La France va accueillir 130 migrants qui se trouvaient à bord de l'Aquarius et du Lifeline, deux navires humanitaires au coeur fin juin de tensions entre pays européens, et leur octroyer le droit d'asile, a-t-on appris mardi auprès du Quai d'Orsay et de l'Office français de protection des réfugiés et apatrides. /Photo prise le 27 juin 2018/REUTERS/Darrin Zammit Lupi

Pour le Lifeline, l’Ofpra “a pu mener à bien plusieurs dizaines d’entretiens qui ont permis d’établir une liste de 52 personnes relevant d’un besoin de protection internationale”, a indiqué la porte-parole du ministère des Affaires étrangères lors d’un point presse. “Le transfert vers la France sera organisé dans les prochains jours”.

Le Lifeline, au bord duquel se trouvaient 234 migrants, a attendu six jours fin juin en Méditerranée faute de feu vert des autorités italiennes, avant d’être finalement autorisé à accoster au port de la Valette, à Malte.

Le navire humanitaire de l’ONG allemande Mission Lifeline a été accusé par Paris et Rome de faire le jeu des passeurs en refusant de remettre les migrants aux gardes-côtes libyens comme le demandait le gouvernement italien.

En plus de la France, sept autres pays européens (Italie, Irlande, France, Portugal, Luxembourg, Belgique, Pays-Bas, Malte) se sont dits prêts à recueillir une partie des 234 migrants du Lifeline.

“Cette réponse démontre l’importance de la coordination entre partenaires européens dans le respect du droit international”, a estimé la porte-parole du Quai d’Orsay. “C’est la même démarche coopérative qui a inspiré les conclusions du dernier Conseil européen des 28 et 29 juin, s’agissant en particulier du projet d’établir des centres contrôlés sur le territoire de l’Union”.

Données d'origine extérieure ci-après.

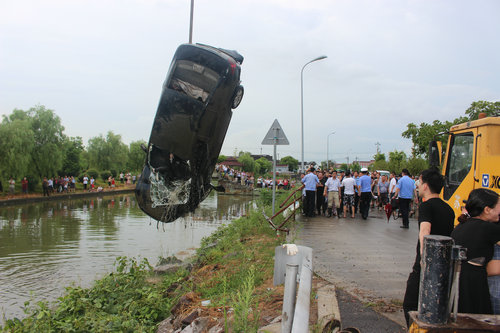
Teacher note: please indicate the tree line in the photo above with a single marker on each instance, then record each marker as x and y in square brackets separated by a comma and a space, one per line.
[33, 144]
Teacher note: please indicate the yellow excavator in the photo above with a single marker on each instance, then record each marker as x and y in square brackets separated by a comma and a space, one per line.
[471, 160]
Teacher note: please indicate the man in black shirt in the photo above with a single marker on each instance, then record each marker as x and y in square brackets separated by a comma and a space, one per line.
[435, 217]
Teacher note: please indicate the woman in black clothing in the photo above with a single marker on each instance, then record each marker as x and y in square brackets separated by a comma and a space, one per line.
[478, 233]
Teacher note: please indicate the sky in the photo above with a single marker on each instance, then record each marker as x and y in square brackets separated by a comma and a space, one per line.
[100, 65]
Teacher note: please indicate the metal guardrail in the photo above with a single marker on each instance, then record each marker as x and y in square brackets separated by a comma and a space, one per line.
[284, 206]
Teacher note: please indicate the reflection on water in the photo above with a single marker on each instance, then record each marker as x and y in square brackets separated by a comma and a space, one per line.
[47, 246]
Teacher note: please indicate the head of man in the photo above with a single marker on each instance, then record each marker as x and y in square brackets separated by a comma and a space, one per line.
[431, 182]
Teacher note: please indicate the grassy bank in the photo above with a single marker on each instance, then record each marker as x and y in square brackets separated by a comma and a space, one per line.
[233, 268]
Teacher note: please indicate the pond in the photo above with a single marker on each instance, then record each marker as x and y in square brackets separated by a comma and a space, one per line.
[47, 246]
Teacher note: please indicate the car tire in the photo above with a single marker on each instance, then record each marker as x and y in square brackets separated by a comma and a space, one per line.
[237, 97]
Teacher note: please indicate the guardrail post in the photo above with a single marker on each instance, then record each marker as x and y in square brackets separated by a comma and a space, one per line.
[435, 279]
[301, 315]
[289, 297]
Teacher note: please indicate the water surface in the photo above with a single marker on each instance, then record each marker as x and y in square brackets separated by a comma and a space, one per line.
[47, 246]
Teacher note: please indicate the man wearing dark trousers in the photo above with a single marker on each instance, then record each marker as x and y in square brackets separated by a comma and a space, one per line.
[310, 180]
[435, 217]
[365, 192]
[405, 189]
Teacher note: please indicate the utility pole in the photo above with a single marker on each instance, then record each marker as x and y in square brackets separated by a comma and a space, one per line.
[191, 23]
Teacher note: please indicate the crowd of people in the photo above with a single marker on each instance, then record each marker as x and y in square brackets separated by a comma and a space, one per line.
[67, 184]
[344, 193]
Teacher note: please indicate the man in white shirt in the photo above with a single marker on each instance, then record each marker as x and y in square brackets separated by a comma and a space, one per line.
[348, 183]
[332, 187]
[392, 185]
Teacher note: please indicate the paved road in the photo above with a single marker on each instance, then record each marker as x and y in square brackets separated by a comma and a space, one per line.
[368, 258]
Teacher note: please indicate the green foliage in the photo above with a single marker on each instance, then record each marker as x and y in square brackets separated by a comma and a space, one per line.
[262, 165]
[72, 162]
[293, 164]
[244, 304]
[92, 173]
[416, 165]
[355, 166]
[490, 108]
[136, 156]
[122, 301]
[424, 133]
[107, 153]
[105, 175]
[248, 162]
[397, 161]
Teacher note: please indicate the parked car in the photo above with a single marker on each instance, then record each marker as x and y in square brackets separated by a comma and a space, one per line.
[200, 91]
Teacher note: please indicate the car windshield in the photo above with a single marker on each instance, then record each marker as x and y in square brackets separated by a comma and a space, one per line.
[193, 79]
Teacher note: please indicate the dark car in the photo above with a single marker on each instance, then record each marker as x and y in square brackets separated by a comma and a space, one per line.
[201, 88]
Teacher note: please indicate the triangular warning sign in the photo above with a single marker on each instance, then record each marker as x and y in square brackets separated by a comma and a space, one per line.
[275, 135]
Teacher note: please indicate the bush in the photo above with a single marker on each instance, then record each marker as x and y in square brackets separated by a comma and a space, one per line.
[105, 175]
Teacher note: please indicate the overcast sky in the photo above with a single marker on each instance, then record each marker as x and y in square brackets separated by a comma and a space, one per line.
[100, 65]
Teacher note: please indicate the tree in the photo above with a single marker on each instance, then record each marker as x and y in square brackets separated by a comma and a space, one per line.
[490, 108]
[355, 166]
[108, 153]
[35, 138]
[397, 161]
[262, 165]
[16, 136]
[416, 165]
[248, 162]
[47, 155]
[424, 133]
[293, 164]
[136, 156]
[380, 162]
[221, 158]
[72, 162]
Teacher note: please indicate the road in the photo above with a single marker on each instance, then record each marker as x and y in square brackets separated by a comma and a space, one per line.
[370, 259]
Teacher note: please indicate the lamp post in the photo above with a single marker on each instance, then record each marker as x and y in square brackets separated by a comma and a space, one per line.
[302, 107]
[327, 151]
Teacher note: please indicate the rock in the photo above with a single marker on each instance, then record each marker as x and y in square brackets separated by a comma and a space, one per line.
[199, 325]
[172, 268]
[166, 326]
[219, 328]
[183, 302]
[191, 317]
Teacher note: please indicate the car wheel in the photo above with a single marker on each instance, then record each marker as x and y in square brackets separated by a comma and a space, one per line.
[237, 97]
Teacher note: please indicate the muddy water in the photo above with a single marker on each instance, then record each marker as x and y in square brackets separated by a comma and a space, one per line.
[45, 247]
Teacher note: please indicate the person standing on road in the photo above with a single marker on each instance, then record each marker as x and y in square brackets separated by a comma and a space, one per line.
[332, 186]
[405, 189]
[383, 191]
[435, 218]
[310, 180]
[365, 193]
[320, 196]
[348, 183]
[478, 231]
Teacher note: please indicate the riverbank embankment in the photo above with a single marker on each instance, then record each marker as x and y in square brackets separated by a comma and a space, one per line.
[20, 199]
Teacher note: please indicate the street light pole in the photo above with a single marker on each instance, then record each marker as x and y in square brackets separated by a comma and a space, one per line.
[327, 151]
[302, 107]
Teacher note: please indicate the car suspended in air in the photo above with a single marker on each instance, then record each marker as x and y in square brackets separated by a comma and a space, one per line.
[200, 91]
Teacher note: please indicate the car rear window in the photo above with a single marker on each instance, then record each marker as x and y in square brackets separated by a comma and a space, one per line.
[193, 79]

“Il s’agit d’organiser la solidarité entre les États membres pour identifier les personnes susceptibles de bénéficier de la protection et organiser le retour de celles qui ne peuvent y prétendre”, a-t-il ajouté.

Concernant l’Aquarius, les équipes de l’Ofpra se sont rendues à Valence, où le navire humanitaire a accosté le 11 juin après avoir également essuyé un refus des autorités italiennes.

L’Ofpra a “entendu 135 personnes” sur les 629 migrants qui ont débarqué dans le port espagnol, a dit à Reuters le directeur général de l’Ofpra, Pascal Brice. “Environ 80 personnes, essentiellement du Darfour et de l’Érythrée, vont pouvoir bénéficier de la protection de la France”.

La position du gouvernement français dans la crise de l’Aquarius lui a valu des critiques de l’opposition de gauche, de certains élus de la majorité et d’associations de défense des migrants.

Emmanuel Macron, qui a invoqué le droit maritime international pour justifier la décision de la France de ne pas laisser accoster le navire, a riposté en fustigeant les “déclarations d’estrade” et une vision par un “petit bout de la lorgnette”.